Le censure sono in parte inammissibili, ai sensi dell’art. 348 ter, comma 5, risolvendosi in una critica a sentenza d’appello che ha deciso in senso identico alla sentenza di prime cure questioni di fatto, in punto di inammissibilità delle prove testimoniali.

A di là della questione terminologica irrilevanza-inammissibilità, sulla cui sostanziale improduttività la stessa difesa di parte ricorrente conviene, deve ritenersi che il diniego all’ammissione delle prove sia stato congruamente motivato, da parte della Corte territoriale, sulla base dell’ampiezza del materiale probatorio già raccolto in prime cure.
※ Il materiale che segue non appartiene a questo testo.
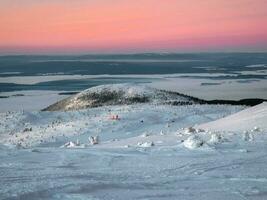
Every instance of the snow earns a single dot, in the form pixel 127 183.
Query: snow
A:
pixel 119 94
pixel 155 151
pixel 193 142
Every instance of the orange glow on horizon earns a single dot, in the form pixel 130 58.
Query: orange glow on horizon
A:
pixel 104 25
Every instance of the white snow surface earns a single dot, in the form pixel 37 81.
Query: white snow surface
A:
pixel 251 119
pixel 152 152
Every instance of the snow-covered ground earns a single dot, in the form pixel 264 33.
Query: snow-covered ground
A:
pixel 143 151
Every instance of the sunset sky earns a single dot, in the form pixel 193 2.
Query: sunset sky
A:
pixel 108 26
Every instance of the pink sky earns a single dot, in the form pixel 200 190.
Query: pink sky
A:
pixel 65 26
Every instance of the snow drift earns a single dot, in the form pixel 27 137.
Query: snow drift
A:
pixel 252 119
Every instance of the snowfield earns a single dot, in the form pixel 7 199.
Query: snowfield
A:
pixel 147 150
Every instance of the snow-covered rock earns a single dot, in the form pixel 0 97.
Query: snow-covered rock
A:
pixel 120 94
pixel 253 118
pixel 216 139
pixel 145 144
pixel 193 142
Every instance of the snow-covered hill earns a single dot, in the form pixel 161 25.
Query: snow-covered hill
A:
pixel 250 119
pixel 120 94
pixel 150 150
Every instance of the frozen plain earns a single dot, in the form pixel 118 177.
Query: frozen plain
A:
pixel 150 153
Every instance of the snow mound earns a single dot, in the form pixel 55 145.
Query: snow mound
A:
pixel 252 119
pixel 119 94
pixel 193 142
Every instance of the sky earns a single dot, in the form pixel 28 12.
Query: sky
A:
pixel 111 26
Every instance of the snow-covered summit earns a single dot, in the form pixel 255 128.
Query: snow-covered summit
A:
pixel 119 94
pixel 251 119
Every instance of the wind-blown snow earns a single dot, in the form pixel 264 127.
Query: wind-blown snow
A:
pixel 119 94
pixel 150 151
pixel 252 119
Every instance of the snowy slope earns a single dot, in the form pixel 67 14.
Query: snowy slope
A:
pixel 253 118
pixel 119 94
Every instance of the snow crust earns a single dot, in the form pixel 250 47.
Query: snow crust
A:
pixel 153 151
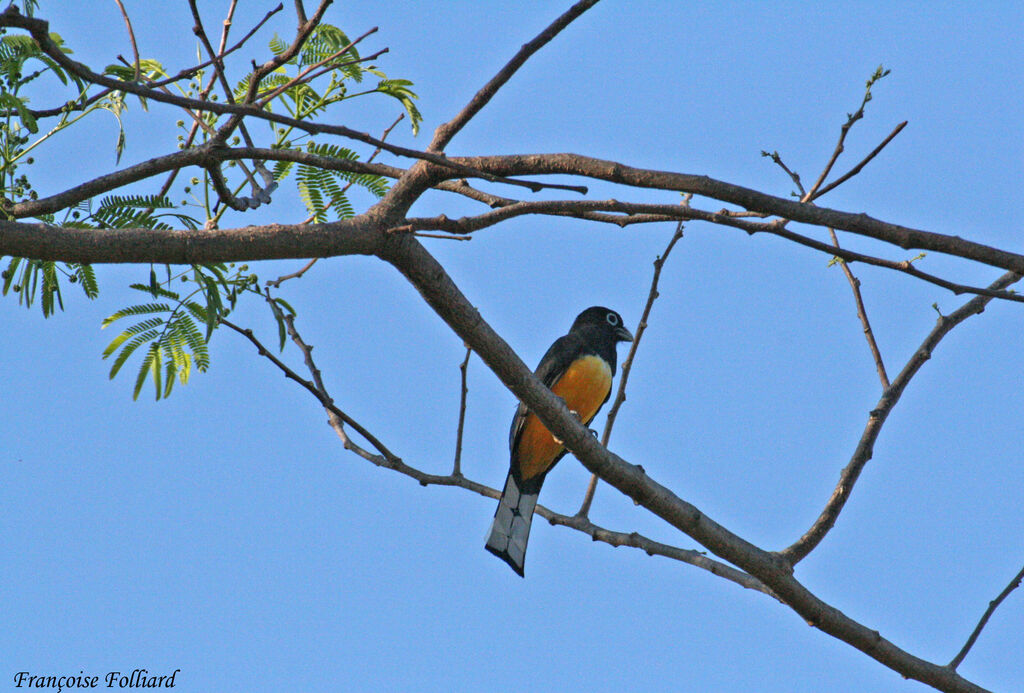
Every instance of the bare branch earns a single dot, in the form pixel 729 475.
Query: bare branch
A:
pixel 774 156
pixel 388 460
pixel 317 391
pixel 463 369
pixel 862 315
pixel 851 119
pixel 440 293
pixel 860 224
pixel 131 37
pixel 446 131
pixel 856 169
pixel 877 419
pixel 1014 583
pixel 628 363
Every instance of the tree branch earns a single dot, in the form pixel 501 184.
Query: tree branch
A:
pixel 439 292
pixel 994 604
pixel 445 132
pixel 877 419
pixel 628 363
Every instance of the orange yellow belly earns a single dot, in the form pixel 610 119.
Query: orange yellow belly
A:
pixel 584 386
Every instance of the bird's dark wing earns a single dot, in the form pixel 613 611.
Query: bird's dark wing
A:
pixel 555 361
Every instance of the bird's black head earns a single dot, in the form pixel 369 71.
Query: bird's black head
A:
pixel 604 319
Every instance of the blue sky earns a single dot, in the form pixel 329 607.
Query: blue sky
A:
pixel 225 532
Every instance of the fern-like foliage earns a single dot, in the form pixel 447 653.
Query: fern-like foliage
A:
pixel 175 328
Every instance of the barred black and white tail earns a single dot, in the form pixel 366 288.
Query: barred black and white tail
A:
pixel 510 530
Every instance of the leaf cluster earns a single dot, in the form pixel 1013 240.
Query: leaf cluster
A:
pixel 171 330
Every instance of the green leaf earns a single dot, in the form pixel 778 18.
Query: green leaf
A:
pixel 11 101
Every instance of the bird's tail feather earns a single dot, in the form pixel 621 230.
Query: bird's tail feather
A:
pixel 510 530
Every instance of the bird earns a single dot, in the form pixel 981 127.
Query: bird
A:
pixel 579 367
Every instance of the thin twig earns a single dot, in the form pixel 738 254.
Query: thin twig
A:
pixel 463 369
pixel 853 118
pixel 1014 583
pixel 385 457
pixel 774 156
pixel 862 314
pixel 131 37
pixel 856 169
pixel 877 419
pixel 628 363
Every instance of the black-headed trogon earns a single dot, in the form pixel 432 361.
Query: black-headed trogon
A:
pixel 578 367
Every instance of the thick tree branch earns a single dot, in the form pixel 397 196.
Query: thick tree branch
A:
pixel 388 460
pixel 440 293
pixel 877 419
pixel 445 132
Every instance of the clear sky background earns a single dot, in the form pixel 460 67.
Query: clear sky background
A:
pixel 225 532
E’ opportuno, sul punto, evidenziare che la stessa parte ricorrente era venuta a conoscenza del testo integrale dell’intervista rilasciata dal C. soltanto nel corso del giudizio di primo grado, con la conseguenza che vi era già stato un significativo incremento del materiale probatorio.

La sentenza d’appello ha, inoltre, con apprezzamento di fatto, e l’affermazione non è adeguatamente censurata dai motivi all’esame, che si limitano a proporre una diversa lettura delle risultanze di causa, ritenuto che le prove dedotte vertessero su “circostanze del tutto pacifiche in causa”.

La violazione dei parametri di legittimità esposti in ricorso (art. 360 c.p.c., comma 1, nn. 3 e 5, in relazione agli artt. 112,244 c.p.c. e segg. e art. 2721 c.c.) deve, quindi, essere esclusa.

Il ricorso deve, pertanto, essere rigettato.

Nulla per le spese, in quanto C.C. è rimasto intimato.

Ai sensi del D.P.R. n. 115 del 2002, art. 13, comma 1, deve darsi atto della sussistenza dei presupposti per il versamento, da parte della ricorrente, dell’ulteriore importo a titolo di contributo unificato pari a quello dovuto per il ricorso, a norma dello stesso art. 13, comma 1 bis.

P.Q.M.

Rigetta il ricorso;

nulla spese.

Ai sensi del D.P.R. n. 115 del 2002, art. 13, comma 1 quater, dà atto della sussistenza dei presupposti per il versamento, da parte del ricorrente, dell’ulteriore importo a titolo di contributo unificato pari a quello dovuto per il ricorso, a norma dello stesso art. 13, comma 1 bis.

Così deciso in Roma, nella Camera di consiglio della Corte di Cassazione, Sezione Terza Civile, il 11 aprile 2019.